Dématérialiser les transactions non cotées
Les initiatives de terrain commencent d’ailleurs à voir le jour. BNP Paribas Securities Services a ainsi monté un partenariat avec la plateforme de crowdfunding SmartAngels pour utiliser la blockchain sur l’exécution et le suivi des levées de fonds ; une façon pour la banque de tester à petite échelle l’emploi de la chaîne de bloc dans le non coté. «Les banques et les Bourses ne sont ni plus ni moins que des registres, affirme Thibault Verbiest. Elles enregistrent des écritures qui attestent des transactions avec une chronologie et une identification. En tant que registre distribué, la blockchain pourrait potentiellement assurer leurs fonctions.» La blockchain pourrait ainsi permettre une totale dématérialisation des transactions. «Si les titres ne sont plus formalisés sur du papier, les mouvements tout comme les ordres de mouvements sont toujours inscrits sur un registre physique, explique Hubert de Vauplane. A terme, l’enjeu serait d’adjoindre la partie paiement au stockage des titres afin de réaliser ces deux opérations en même temps. Toutefois, actuellement, le paiement via la blockchain ne peut se faire que par une monnaie virtuelle.»
Un post-marché plus efficace
Une autre initiative a été annoncée la semaine dernière cette fois en matière de post-marché. La Caisse des Dépôts, BNP Paribas Securities Services, Euroclear, Euronext, S2iEM, Société Générale et Paris EUROPLACE ont annoncé qu’ils travaillaient sur la création d’une infrastructure blockchain post-marché pour le segment des PME en Europe. «La technologie blockchain a le potentiel d’améliorer et de simplifier considérablement la chaîne des opérations post-négociation, en facilitant la consolidation des registres de titres pour le marché européen et en permettant une rapidité d’exécution avec un règlement-livraison en temps réel», ont précisé les acteurs du projet. Un règlement-livraison instantané offrirait en outre l’avantage de supprimer le risque de contrepartie. Si la livraison et le paiement d’un titre sont exécutés au même moment, le vendeur n’a plus besoin de provisionner des fonds pour faire face à un éventuel défaut de paiement de l’acheteur. «Les économies potentielles pour les institutions financières sont considérables», souligne Hubert de Vauplane. L’intérêt se restreint toutefois aux produits les plus simples dont l’exécution est immédiate, comme une vente d’action ; a contrario l’échange de produits dérivés nécessitera toujours l’intervention d’une chambre de compensation.

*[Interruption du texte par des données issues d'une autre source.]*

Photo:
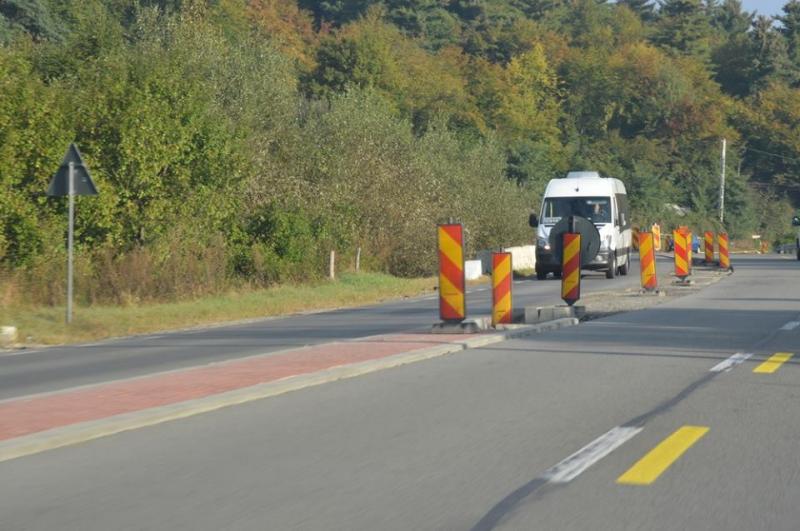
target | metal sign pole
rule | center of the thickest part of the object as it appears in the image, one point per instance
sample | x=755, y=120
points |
x=70, y=237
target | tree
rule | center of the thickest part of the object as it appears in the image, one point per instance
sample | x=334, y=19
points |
x=790, y=28
x=683, y=28
x=645, y=9
x=31, y=16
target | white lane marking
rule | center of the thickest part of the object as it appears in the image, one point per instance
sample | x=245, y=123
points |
x=577, y=463
x=729, y=363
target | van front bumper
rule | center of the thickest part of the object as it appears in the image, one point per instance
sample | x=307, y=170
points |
x=546, y=261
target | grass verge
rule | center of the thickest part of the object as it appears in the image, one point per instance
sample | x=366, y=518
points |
x=45, y=325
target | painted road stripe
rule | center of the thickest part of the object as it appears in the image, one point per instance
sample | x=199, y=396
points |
x=655, y=462
x=773, y=363
x=731, y=362
x=577, y=463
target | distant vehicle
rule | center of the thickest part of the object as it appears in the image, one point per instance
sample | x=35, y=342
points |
x=601, y=200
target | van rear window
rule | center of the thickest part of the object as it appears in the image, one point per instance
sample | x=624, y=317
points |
x=595, y=209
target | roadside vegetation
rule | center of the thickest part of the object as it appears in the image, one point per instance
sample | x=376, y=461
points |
x=235, y=143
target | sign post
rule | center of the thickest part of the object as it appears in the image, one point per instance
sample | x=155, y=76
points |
x=71, y=179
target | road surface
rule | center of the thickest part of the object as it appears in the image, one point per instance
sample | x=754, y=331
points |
x=65, y=367
x=682, y=416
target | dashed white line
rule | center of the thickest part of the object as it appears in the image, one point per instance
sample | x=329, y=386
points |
x=577, y=463
x=729, y=363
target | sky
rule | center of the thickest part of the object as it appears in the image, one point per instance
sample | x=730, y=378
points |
x=764, y=7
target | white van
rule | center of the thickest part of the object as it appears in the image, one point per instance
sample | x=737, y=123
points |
x=601, y=200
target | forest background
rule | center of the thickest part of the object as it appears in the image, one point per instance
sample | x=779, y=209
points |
x=236, y=142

Enfin, la blockchain pourrait devenir le nouvel outil de référence des relations interbancaires. Plusieurs consortiums de banques se sont formés pour réfléchir à des projets en la matière. «Assurer les échanges interbancaires exige des ressources informatiques importantes doublées d’une forte sécurité, indique Thibault Verbiest. Actuellement, elles utilisent le système Swift, qui a récemment été victime de hacking. La blockchain pourrait être une solution pour sécuriser ces échanges et réduire les coûts qui leur sont associés.» Autre avantage : l’intervention du régulateur serait ici inutile. Les banques emploieraient une blockchain privée dont elles fixeraient elles-mêmes les règles.